Wall Street execs make nice with Congress, but are they really sorry?
It was supposed to be a grilling, a chance for lawmakers to vent on behalf of Americans furious at Wall Street bankers for accepting $176 billion in government money to unfreeze credit and then spending it on bonuses, company retreats and office decor.
And there was some of that. As South Carolina's Republican Rep. J. Gresham Barrett put it:
Gentlemen, normally, I would strongly oppose the very nature of this hearing. There are few things more dangerous to me than letting the government run our banks or having a bunch of politicians dictate your business decisions. But now that you’ve received hard-earned taxpayer money, you owe my constituents some explanations about how you’ve gotten yourselves in this position and how you've spent their money.
Like other states, South Carolina is struggling, and too many people are losing their jobs due to your decisions, which have driven our economy into the ground. Small businesses back home, people I know, friends I go to church with are closing their doors, losing their jobs, and they’re not getting bailed out. And my constituents simply haven’t seen the evidence that the money that we have given you is working and making things better.
But the hearing, called by Rep. Barney Frank, the Massachusetts Democrat who chairs the House Financial Services Committee, was remarkably civil.

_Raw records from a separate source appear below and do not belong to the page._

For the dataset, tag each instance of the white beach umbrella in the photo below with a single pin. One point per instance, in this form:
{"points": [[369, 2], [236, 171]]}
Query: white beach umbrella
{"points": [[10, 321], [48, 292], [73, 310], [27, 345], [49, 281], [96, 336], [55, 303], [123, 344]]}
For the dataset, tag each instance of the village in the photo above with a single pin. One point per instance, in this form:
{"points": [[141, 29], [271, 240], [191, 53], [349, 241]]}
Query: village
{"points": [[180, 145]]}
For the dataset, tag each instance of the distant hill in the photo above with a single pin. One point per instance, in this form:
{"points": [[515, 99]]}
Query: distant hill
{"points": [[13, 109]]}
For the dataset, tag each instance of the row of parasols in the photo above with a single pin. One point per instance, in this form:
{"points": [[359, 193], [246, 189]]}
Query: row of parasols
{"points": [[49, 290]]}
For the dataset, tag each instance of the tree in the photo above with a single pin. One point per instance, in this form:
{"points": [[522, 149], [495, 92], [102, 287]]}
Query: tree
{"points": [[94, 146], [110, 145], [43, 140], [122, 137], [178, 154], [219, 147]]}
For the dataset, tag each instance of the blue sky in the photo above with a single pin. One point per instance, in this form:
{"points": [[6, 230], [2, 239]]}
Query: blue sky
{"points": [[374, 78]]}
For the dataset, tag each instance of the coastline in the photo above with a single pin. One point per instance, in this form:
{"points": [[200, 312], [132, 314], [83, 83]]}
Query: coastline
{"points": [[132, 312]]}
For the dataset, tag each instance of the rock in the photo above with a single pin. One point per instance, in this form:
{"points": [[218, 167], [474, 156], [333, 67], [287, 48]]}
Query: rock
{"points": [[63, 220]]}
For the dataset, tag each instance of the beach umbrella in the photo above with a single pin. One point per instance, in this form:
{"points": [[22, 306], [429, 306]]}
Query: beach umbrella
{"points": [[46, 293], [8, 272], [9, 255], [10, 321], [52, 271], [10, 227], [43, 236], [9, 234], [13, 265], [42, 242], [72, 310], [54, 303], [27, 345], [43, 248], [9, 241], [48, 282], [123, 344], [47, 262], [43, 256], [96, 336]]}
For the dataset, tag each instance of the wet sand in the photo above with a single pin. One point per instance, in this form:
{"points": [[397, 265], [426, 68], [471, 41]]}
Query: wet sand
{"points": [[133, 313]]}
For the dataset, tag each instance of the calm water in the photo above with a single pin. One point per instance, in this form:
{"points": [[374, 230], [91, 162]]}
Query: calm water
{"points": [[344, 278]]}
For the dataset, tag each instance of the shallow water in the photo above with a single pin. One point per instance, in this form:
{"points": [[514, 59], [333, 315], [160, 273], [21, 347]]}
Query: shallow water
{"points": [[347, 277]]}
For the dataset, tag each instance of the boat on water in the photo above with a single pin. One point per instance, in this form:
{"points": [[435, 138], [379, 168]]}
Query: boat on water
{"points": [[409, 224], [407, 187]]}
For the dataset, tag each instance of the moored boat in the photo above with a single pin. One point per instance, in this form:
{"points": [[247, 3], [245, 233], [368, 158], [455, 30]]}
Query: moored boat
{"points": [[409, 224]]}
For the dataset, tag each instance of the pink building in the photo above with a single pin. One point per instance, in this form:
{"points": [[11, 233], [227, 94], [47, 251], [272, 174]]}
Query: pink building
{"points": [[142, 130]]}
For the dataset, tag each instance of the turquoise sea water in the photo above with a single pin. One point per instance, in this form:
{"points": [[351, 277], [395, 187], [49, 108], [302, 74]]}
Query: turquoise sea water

The eight bank executives, mindful of the bad impression that automobile executives left on Capitol Hill last year when they flew into Washington on corporate jets, took pains not to offend sensibilities at today's hearing. Bank of America CEO Kenneth Lewis even went so far as to take an eight-hour train ride from his bank’s headquarters in Charlotte, N.C.
And, as if coached by top public relations pros, they all sounded a note of contrition, the I-accept-full-responsibility thing.
"It is abundantly clear that we are here amidst broad public anger at our industry," said Goldman Sachs boss Lloyd Blankfein. "In my 26 years at Goldman Sachs, I have never seen a wider gulf between the financial services industry and the public. Many people believe -- and, in many cases, justifiably so -- that Wall Street lost sight of its larger public obligations and allowed certain trends and practices to undermine the financial system's stability."
Morgan Stanley's CEO, John Mack, echoed the thought, arguing that his firm had posted positive results in 2008 despite the economic meltdown. "But we didn't do everything right. Far from it. And make no mistake: As the head of this firm, I take responsibility for our performance. I believe that both our firm and our industry have far to go to regain the trust of taxpayers, investors and public officials."
But behind the attempt to defuse public anger, the executives more or less said that they'd done nothing wrong. They were in fact lending money. They were working to pay taxpayers back as quickly as possible. They had cut back on bonuses. And besides, the government more or less forced them to accept the funds.
"We lent more even as customers cut back on their spending," said J.P. Morgan Chase & Co.'s Jamie Dimon, who argued that more government regulation is not the answer. Still, he added, "we stand ready to do our part going forward."